I’ve been editing the text, trying to summarize the hints I received here.
if you from Elixir/Ecto want to express your opinion on whether it fits in the documentation site?
some native speaker reviewing the English form?
I even tried to put a capital letter at the beginning of each sentence!
about formatting, I would not know.

about the subject I chose, well, I’m using this myself, and to do this it felt as if I had to cover practically all possible aspects of migrations and associations. apart from the planned one_to_one, I’m anyway not done yet: I miss the ‘on delete -> action’, the length of the strings, and we definitely need to add links to reference material.

so let me renew the invitation to come to the pull request and add additional hints or commits there. you can also put a pull request on my fork if that’s easier for you.

peerreynders · June 29, 2019, 12:11am

Benchmarking will give more clarity in each particular case.

A priori I’m guided by the following heuristics:

prefer joins over subqueries
prefer one subquery over many

That second one leads to a particular style where rather than using subqueries to “fetch that one value I need”, one gathers all the necessary data with one query into something like a “virtual table” that then can be used to drive the selection of further data in the query that wraps it.

So

  SELECT
    a.id AS accession_id,
    p.id AS plant_id
  FROM
    accession AS a
    INNER JOIN plant AS p ON a.code = substring(p.name from '^\d+\.\d+')

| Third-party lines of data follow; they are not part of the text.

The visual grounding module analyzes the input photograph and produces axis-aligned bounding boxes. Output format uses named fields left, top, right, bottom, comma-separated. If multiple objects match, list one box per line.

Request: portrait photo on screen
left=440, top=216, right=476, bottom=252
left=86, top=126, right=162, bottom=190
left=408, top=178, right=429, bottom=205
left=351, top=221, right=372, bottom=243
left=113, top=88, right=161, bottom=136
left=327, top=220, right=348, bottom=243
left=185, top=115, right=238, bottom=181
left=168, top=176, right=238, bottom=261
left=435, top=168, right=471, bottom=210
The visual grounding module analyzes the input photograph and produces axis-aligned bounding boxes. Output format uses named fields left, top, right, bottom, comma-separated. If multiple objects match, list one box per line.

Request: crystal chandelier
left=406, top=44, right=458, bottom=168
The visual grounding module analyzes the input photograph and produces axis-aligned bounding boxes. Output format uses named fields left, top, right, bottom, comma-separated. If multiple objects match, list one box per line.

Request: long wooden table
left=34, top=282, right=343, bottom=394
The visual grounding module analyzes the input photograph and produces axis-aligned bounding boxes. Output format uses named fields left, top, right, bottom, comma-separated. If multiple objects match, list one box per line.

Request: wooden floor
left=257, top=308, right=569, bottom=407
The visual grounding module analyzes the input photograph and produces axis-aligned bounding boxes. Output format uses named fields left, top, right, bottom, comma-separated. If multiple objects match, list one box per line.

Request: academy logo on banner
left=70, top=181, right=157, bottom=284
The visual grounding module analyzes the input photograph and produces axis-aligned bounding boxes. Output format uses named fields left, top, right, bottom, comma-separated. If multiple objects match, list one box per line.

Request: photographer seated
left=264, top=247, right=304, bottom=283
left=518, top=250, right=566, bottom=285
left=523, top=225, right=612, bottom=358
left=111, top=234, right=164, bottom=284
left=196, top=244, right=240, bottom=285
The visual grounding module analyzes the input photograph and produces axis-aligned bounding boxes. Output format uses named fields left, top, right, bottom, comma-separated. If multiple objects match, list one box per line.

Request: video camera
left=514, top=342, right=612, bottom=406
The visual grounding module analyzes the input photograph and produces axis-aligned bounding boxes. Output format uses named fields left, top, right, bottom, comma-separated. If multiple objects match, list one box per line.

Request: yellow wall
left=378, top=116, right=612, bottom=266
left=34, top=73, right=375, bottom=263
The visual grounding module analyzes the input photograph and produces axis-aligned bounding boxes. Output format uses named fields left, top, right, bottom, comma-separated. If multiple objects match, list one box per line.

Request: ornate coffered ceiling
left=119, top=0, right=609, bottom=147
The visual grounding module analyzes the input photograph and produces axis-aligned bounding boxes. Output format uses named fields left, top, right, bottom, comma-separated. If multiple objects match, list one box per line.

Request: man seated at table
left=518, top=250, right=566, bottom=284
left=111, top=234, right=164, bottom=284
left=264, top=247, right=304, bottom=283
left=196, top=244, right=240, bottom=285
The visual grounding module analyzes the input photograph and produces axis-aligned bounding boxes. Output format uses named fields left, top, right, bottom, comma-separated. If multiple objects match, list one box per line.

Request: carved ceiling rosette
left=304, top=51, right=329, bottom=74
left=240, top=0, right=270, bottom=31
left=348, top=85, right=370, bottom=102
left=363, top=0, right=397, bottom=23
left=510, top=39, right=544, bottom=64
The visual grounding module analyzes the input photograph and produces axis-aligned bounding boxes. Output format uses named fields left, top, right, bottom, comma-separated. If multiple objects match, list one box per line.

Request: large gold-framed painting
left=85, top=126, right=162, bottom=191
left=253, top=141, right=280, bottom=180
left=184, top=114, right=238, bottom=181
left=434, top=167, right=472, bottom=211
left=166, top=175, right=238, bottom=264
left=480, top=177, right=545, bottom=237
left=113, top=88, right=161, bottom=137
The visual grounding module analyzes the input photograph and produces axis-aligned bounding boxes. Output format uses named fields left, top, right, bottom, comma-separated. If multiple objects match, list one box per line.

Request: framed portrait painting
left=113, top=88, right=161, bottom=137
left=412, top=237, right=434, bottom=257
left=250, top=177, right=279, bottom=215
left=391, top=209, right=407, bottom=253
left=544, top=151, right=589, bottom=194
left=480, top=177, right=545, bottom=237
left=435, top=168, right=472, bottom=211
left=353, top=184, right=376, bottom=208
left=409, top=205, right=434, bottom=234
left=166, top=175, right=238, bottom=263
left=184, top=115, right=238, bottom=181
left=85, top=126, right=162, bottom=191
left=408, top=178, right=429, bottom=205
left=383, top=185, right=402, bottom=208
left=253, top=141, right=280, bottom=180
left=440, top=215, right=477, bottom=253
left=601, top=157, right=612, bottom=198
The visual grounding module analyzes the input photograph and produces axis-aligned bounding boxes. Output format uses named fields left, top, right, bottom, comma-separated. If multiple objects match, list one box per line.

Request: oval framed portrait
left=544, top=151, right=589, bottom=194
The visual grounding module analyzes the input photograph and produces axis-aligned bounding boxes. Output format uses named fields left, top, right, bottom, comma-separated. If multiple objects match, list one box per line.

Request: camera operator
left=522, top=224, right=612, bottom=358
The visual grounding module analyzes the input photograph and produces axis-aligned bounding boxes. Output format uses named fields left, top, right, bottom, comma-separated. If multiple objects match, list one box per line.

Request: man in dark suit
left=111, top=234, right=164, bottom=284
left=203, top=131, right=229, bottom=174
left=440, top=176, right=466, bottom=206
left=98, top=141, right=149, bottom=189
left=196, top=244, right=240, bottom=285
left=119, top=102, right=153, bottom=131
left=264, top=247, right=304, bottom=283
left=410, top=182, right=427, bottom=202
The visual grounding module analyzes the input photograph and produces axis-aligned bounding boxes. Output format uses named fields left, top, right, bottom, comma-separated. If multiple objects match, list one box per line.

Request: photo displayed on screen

is used to generate the needed result set of (plant_id, accession_id) tuples - which in turn can drive what the wrapping UPDATE needs to do:

UPDATE plant SET
  accession_id = sq.accession_id
FROM (
  ...
  (plant_id, accession_id)
  ...
) AS sq
WHERE
  id = sq.plant_id

There aren’t any guarantees performance-wise but more often than not, it’s not too bad.